Copying and moving all the data physically to one centralized environment can lead to a wide range of insurmountable problems and challenges (see also this link):
- Big data can be too big to move and too costly to store twice
- Company politics can prohibit copying of data owned by divisions or departments to a centralized environment
- Data privacy and protection regulations can prohibit storage of specific types of data together
- Data in a data lake is stored outside its original security realm
- Metadata describing the data is commonly not copied along with the data and therefore not available to the data scientists
- Some data sources, such as old mainframe databases, can be hard to copy and to keep in its original format
- Technical and organizational management of a data lake is required
Data scientists need quick and easy access to all the data they need, but must the solution be based on one centralized physical environment? Compare this to business users of a BI environment. They don’t ask for data warehouses or data marts, they ask for reports and dashboards that show data in a form that helps them with their decision making. The data warehouse or data mart are just implementations or solutions. The same applies for data lakes. Data lakes are not what the data scientists ask for, they ask for easy and quick data access. The data lake is a solution, one possible solution.
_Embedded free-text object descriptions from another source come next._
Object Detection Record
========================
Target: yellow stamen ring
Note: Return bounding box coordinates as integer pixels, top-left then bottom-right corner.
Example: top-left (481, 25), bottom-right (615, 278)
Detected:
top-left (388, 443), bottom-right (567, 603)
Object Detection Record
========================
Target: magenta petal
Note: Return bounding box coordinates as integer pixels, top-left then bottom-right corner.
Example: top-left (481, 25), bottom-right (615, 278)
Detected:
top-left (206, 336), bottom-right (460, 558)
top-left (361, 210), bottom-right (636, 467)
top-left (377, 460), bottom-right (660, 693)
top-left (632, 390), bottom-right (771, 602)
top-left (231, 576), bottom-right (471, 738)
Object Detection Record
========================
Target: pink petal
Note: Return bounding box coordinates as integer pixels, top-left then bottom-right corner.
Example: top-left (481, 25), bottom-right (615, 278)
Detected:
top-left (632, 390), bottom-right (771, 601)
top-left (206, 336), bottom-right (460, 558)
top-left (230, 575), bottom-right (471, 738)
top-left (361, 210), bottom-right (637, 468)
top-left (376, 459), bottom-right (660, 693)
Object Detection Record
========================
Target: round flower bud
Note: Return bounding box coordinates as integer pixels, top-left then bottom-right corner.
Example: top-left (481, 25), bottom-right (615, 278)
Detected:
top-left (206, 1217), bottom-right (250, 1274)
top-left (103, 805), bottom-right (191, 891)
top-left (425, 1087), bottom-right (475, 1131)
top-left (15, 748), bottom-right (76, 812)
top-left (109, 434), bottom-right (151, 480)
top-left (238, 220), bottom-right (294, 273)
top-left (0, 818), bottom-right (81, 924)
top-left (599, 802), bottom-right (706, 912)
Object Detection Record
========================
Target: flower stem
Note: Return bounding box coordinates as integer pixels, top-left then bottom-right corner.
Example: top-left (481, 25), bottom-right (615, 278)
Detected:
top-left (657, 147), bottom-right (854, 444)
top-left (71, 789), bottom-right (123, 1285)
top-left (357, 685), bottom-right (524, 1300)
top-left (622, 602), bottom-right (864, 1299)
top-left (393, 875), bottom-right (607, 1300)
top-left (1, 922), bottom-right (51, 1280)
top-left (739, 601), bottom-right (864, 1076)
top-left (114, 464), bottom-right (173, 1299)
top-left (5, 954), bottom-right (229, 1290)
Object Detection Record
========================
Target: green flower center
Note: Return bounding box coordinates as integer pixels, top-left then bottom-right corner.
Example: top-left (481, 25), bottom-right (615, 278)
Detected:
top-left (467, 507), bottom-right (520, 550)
A different and more practical solution to fulfill the needs of data scientists is the logical data lake; a system that pretends as if all the data is stored in one centralized environment, but it can, in fact, leave the data in its original source. The goal of a logical data lake is to allow data scientists to easily and quickly get to the data, and it hides where the data is physically stored and whether it has been copied or not.
Logical data lakes can be developed with data virtualization servers such as the Denodo Platform. The Denodo Platform allows a heterogeneous set of data sources to be presented as one logical database.
Developing a logical data lake doesn’t imply that the original data sources are always accessed when the data scientists run their queries. It means that copying the original data is not the default approach to make data available for analytics. Copying is only used when technical or organizational reasons dictate that a copy must be created. And if copies are made, with a data virtualization server they’re made under its control. So, if copying and physically storing the data twice is the default approach for the physical data lake, it’s optional for the logical data lake. This makes it easier for a logical data lake to deal with the problems and challenges described above, while retaining the ease by which data scientists access data.
To summarize, the logical data lake offers the best of both worlds, meaning access to data without copying if required and access to copied data when needed. The physical data lake only offers the second option. The goal of the logical data lake is to offer data scientists easy and quick access to data and not to create a large and complex data storage environment.